日本の女性が参政権を手にして初めて総選挙に臨んだのは、終戦翌年の1946年だ。全国で約1380万人の女性が投票し、39人の女性議員が誕生した。本県の村島喜代と野村ミスも、その中にいた

▼全県を二つに分ける大選挙区制で、新潟1区の村島は2位当選し、2区の野村は5位だった。落選者に田中角栄、稲葉修といった名も見える。
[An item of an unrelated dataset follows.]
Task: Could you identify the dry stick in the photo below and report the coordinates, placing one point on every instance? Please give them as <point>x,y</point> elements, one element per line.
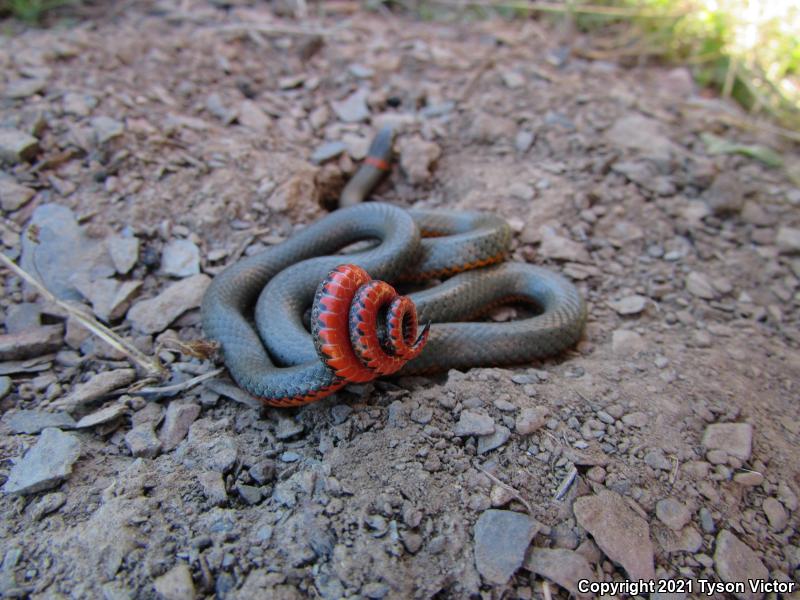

野村は当選後「新しい日本建設はまず健康から」と主食の確保に意欲を見せた。女性参政の夜が明けた

▼ちょうど80年後の節目の衆院選で、初の女性首相の高市早苗自民党総裁が旋風を巻き起こした。自民は本県の小選挙区で全勝するなど大幅に議席を増やし、勢力図を塗り替えた

▼「高市早苗が首相でいいのかどうか」を問うと衆院を解散し、自民は「高市人気」に乗った。首相の写真集かと見まがう政策パンフレットを作り、各候補は「高市」「高市」と大合唱した

▼女性参政権の確立は、平塚らいてうや市川房枝らが土台を築いたが、連合国の占領政策でもあった。選挙権付与による日本婦人の解放を民主改革の筆頭に掲げた。司令官マッカーサーは「女性は子供が戦場で死ぬのを好まない。女性の参政権が日本の軍国主義をやっつける力になる」と語った(菅原和子「市川房枝と婦人参政権獲得運動」)

▼マッカーサーの言葉が何とも皮肉に読める。今回、タカ派的な「強さ」を打ち出す高市首相のイメージに大衆が呼応し、政治の風景を大きく変えた。これが民主主義の成熟なのだろうか。